Although the production methods and quality of craftsmanship have changed greatly since Subbuteo was launched in 1947, the basic game still remains virtually identical to how it has always been.
The low-tech, nostalgic charm of Subbuteo - where players have to 'flick' the pieces to score goals - has made this one of the all-time classic 'board games'. It was so popular in the 70s and 80s that it became a symbol of British youth culture. There having been numerous songs, films and TV shows that have made reference to Subbuteo - and there are even several books dedicated to charting the fond memories that generations of children have had about the 'world's greatest football game'.
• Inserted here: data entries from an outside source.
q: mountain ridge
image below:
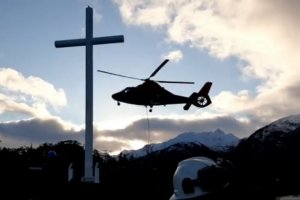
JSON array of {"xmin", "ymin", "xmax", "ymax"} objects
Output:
[{"xmin": 119, "ymin": 128, "xmax": 239, "ymax": 159}]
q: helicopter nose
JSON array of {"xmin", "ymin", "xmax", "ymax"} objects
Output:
[{"xmin": 112, "ymin": 92, "xmax": 120, "ymax": 101}]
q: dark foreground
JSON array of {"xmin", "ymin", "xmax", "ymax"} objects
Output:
[
  {"xmin": 1, "ymin": 139, "xmax": 300, "ymax": 200},
  {"xmin": 3, "ymin": 179, "xmax": 300, "ymax": 200}
]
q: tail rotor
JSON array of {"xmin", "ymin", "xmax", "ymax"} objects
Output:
[{"xmin": 183, "ymin": 82, "xmax": 212, "ymax": 110}]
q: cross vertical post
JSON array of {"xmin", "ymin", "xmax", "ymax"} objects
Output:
[
  {"xmin": 55, "ymin": 6, "xmax": 124, "ymax": 182},
  {"xmin": 85, "ymin": 6, "xmax": 94, "ymax": 182}
]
Despite other competitors entering the market, the fact that players of the game have to control 'real' characters seems to be one of the key reasons children are able to connect with Subbuteo so well. Although parents may see children playing with little plastic figures on the kitchen table, the players themselves can be in a completely different world, where Geoff Hurst has to make it a hat-trick to win the 1966 World Cup Final! All this helps to explain how Subbuteo can stand up to so many plays - and why some of the original sets now demand impressive amounts at collector auctions.
Paul Lamond Games released a revised version of the original Subbuteo, complete with a playing pitch, two goals and balls as well as blue and red teams. Sold in the iconic green box, the Club Edition Subbuteo is as popular with dads as it is with their sons. A separate range of Premiership football teams is also available with flexible bodied players.